In mijn eerdere blog concludeerde ik dat taakdifferentiatie in potentie een echte ‘gamechanger’ is. Ik heb betoogd dat taakdifferentiatie momentum biedt om als veiligheidsregio stappen te gaan maken in het toekomstbestendig inrichten van de repressieve brandweerzorg. In deze vijfde en tevens laatste blog van onze serie over taakdifferentiatie ga ik in op de vraag welke impact taakdifferentiatie gaat hebben en hoe je hier als veiligheidsregio op kunt anticiperen.
De denkrichting die is aangeboden aan de nieuwe minister van Justitie en Veiligheid (JenV), gaat uit van een aantal principes. Nog even in het kort:
Dat dit impact gaat hebben, staat buiten kijf. Waar het precies gaat schuren, zal moeten blijken. Ervan uitgaande dat de huidige denkrichting gesteund wordt door de nieuwe minister van JenV, heeft dit in ieder geval impact op de volgende gebieden:
Als adviseur kan ik het niet laten om mee te denken hoe je als veiligheidsregio kunt anticiperen op de komende veranderingen. Hierbij ben ik me er van bewust dat de impact – en dus ook de oplossingsrichtingen – uiteindelijk verschillend zijn per regio. Er is daarom niet een kant-en-klare oplossing of een ‘7-stappenplan naar een succesvolle implementatie van taakdifferentiatie’. Wel benoem ik graag een aantal haakjes die rond het gesprek over de gevolgen van taakdifferentiatie zeker aan bod zouden moeten komen.
1. Ontwikkel een integrale en toekomstgerichte ambitie. In de adviespraktijk van alle dag valt het me vaak op dat de repressieve brandweerzorg in Nederland een systeem is met veel afhankelijkheid en samenhang. Verander je iets op één onderdeel dan werkt dit door in het hele systeem. Tegelijkertijd kom ik nog steeds veel plannen en visies tegen die sec gaan over óf huisvesting, óf repressie óf vakbekwaamheid. Of plannen die alleen hoog-over duiden wat de samenhang is tussen de verschillende taakvelden en waar niemand echt op tegen kan zijn.

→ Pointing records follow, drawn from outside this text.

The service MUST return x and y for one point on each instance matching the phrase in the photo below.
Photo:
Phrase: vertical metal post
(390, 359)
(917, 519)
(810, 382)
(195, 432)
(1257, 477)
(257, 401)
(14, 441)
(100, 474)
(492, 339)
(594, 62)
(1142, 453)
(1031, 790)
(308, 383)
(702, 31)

Maar dus ook weinig richtinggevend zijn... Met de opgave die nu voorligt, is deze manier van werken slechts een doekje voor het bloeden. Ik ben ervan overtuigd dat regio’s een ambitie moeten formuleren die richting gaat geven én tegelijkertijd houvast biedt om de organisatie door deze fase van transitie heen te begeleiden. Waarin ook de grote dossiers (die ik in mijn vorige blog benoemd hebt) een volwaardige plek gaan krijgen. Alleen met deze ambitie kan het draagvlak voor vernieuwing dat er nu is bij veel bestuurders en ook medewerkers daadwerkelijk voor langere tijd bestendigd worden. En dat is geen luxe, maar absolute voorwaarde om de weg naar vernieuwing in te slaan.
Ik ben ervan overtuigd dat regio’s een ambitie moeten formuleren die richting gaat geven én tegelijkertijd houvast biedt om de organisatie door deze fase van transitie heen te begeleiden.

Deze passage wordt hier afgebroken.